Last week I was relatively optimistic, but the stock market is 1% lower this week. It doesn’t look like it’s headed down, but it doesn’t appear to be in recovery mode yet, either. Actually, the market dropped almost 4% between the close on Oct 31 and the open on Nov 1. The climb since then has been steady, which is exactly what seasonality would predict.
Momentum this week has continued to improve, but is still not greater for stocks compared to bonds. In fact, bond yields fell quite a bit over the past week, as investors looked to bonds for a safe haven. Bond values rose more than 1.6% over the past week. In a portfolio split between stocks and bonds (and cash), bonds continue to appear more favourable. Asset rotation, however, continues to prefer gold (IGT), with small caps, then emerging markets, showing well.

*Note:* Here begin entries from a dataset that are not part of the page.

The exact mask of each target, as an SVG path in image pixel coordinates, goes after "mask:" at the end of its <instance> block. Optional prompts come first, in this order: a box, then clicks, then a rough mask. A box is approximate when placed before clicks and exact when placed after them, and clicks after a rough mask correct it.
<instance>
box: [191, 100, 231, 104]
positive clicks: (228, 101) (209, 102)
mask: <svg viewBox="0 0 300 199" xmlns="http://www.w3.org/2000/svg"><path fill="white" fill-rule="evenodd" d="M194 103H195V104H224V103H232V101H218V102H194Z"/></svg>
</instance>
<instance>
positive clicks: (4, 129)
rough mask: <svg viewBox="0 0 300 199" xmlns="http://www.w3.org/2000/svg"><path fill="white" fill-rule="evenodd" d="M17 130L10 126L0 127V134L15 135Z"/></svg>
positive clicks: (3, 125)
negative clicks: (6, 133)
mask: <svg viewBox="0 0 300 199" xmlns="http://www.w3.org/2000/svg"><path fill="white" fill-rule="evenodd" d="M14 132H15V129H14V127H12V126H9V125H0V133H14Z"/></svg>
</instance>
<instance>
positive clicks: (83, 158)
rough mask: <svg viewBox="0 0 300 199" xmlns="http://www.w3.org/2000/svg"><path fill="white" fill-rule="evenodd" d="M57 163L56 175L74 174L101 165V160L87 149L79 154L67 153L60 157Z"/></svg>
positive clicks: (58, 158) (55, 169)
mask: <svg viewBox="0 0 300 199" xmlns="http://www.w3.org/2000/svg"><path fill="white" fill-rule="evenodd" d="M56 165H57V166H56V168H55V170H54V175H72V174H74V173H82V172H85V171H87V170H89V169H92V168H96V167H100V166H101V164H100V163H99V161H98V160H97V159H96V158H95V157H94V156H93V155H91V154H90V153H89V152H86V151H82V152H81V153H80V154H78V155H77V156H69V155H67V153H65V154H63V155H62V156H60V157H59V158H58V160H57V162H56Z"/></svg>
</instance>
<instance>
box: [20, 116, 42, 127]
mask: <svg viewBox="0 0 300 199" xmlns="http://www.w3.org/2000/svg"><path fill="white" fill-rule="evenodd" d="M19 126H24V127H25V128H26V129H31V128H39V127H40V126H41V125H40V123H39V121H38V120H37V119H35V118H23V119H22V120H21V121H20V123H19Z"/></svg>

The economy looks less certain than in the past. This isn’t new news, of course. Newspaper headlines continue to magnify every problem and hiccup. On balance, that entails far less risk than ignoring the problems, while headlines encourage everyone to invest in the latest hot pick. Inflation, at 3.2%, is higher than the Bank of Canada’s target band between 1% and 3%. Even inflation expectations have crept up over 2%, which is worrisome. At least the term spread is steep enough to be profitable for banks.
The stock market continues to appear slightly undervalued. My fair value calculation gives a range between 9,800 (extreme pessimism) and 16,400 (extreme optimism). The upper range continues to rise as earnings are reported. The market value was near this upper limit while the market recovered from the 2008-2009 crash, but is currently very near the mid-point. I think that it optimism will need to become widespread before the market produces very good growth.